Elbaum promoted his first fight at the age of eighteen and has gone on to promote or co-promote over 1,000 cards, including 196 shows at the Tropicana Casino in Atlantic City, New Jersey, over a five-year period alone. He promoted some of the final fights of boxing greats Willie Pep and “Sugar” Ray Robinson.

Elbaum is known for staging cards with unusual themes, such as one show that featured a match between winless heavyweights, which was billed in an attempt to crown the “Worst Heavyweight in the World.”

He is also the source and subject of many anecdotes; for example, during his tenure as Robinson’s promoter, he located two very old and well-used boxing gloves and presented them to Robinson at a press conference as the gloves that Robinson had worn in his professional debut nearly twenty-five years earlier.

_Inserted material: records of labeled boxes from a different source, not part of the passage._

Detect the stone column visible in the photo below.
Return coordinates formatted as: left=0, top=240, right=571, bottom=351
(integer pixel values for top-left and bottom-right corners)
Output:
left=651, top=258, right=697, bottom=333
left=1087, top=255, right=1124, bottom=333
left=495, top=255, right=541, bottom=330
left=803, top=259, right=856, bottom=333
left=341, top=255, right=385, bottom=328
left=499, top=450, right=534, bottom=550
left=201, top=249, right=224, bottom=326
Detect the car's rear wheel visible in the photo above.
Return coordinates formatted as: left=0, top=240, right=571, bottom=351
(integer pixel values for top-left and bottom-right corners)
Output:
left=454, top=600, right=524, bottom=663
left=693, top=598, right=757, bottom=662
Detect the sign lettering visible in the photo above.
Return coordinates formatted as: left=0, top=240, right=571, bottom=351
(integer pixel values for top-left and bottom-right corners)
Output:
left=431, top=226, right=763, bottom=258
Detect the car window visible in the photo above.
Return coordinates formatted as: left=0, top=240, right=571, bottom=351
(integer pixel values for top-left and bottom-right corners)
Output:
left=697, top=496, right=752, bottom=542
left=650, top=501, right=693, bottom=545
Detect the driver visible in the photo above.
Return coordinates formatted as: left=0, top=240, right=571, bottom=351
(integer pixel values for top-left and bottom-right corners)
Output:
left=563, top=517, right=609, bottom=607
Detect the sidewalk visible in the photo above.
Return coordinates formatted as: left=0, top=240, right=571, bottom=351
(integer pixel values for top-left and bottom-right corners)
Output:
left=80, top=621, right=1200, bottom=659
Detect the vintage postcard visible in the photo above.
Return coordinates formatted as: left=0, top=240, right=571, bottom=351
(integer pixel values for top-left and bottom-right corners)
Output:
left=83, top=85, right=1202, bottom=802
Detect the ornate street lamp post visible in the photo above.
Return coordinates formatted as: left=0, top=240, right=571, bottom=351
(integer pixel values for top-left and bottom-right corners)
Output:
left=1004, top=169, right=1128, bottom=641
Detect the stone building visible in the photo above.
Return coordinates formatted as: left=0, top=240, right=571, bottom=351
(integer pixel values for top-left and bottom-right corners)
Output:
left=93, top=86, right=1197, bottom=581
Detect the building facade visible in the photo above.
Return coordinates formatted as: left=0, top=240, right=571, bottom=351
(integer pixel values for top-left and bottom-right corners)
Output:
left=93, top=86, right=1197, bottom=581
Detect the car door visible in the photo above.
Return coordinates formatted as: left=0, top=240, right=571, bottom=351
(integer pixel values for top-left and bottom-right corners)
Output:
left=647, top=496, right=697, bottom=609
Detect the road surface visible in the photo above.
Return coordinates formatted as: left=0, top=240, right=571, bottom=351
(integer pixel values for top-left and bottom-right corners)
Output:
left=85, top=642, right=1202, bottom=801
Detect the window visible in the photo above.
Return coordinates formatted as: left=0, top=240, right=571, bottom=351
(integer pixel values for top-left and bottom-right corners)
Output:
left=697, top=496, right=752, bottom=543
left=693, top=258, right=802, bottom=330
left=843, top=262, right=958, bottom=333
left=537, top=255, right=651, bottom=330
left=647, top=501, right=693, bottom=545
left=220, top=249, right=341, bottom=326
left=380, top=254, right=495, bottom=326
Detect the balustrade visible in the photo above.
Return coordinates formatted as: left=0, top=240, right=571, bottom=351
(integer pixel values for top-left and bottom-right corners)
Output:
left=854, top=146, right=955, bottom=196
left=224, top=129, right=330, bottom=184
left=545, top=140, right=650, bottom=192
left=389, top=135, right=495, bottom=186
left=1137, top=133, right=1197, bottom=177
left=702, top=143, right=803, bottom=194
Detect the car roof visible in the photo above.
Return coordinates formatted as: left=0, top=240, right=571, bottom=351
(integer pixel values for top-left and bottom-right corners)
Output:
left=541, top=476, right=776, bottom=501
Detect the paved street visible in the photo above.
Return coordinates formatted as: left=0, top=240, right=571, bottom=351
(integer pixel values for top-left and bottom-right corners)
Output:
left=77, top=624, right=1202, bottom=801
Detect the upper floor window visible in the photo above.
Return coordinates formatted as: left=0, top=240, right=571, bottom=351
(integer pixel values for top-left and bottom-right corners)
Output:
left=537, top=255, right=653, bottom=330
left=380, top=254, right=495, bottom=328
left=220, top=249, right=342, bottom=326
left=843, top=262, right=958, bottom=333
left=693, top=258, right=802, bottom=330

Robinson became very emotional and cradled the gloves in his arms, but when he attempted to put them on, it was discovered that Elbaum had given him two left gloves. Elbaum, in telling the story to journalist Thomas Hauser, claimed that IBHOF promoter J Russell Peltz had once offered him $5,000 for the gloves in question and added that “I’ve got to find those gloves or two gloves that look like them.”

Elbaum also helped Don King get his start in the boxing business by helping him stage a charity boxing event in Cleveland, Ohio, in the early 1970s. Elbaum later portrayed himself in an HBO-produced movie about King’s life, released in 1997.

Elbaum has either managed or worked in an advisory capacity for a number of fighters, including world champions Aaron “The Hawk” Pryor, Tony “TNT” Tubbs, Simon “Mantequilla” Brown, Maurice “Thin Man” Blocker, and contenders Earnie “The Black Destroyer” Shavers, Doyle Baird, and David Telesco.

In addition to an amateur career, Elbaum had a number of pro fights in the 1960s. Many of them took place on shows that he promoted, where he filled in as a last-minute substitute when no other fighters were available.

Elbaum promoted some 223 events in numerous U.S. cities and such countries as Hungary, Haiti, Canada, Kosovo, the Dominican Republic, the Philippines, Puerto Rico, Sweden, Russia, and Ireland.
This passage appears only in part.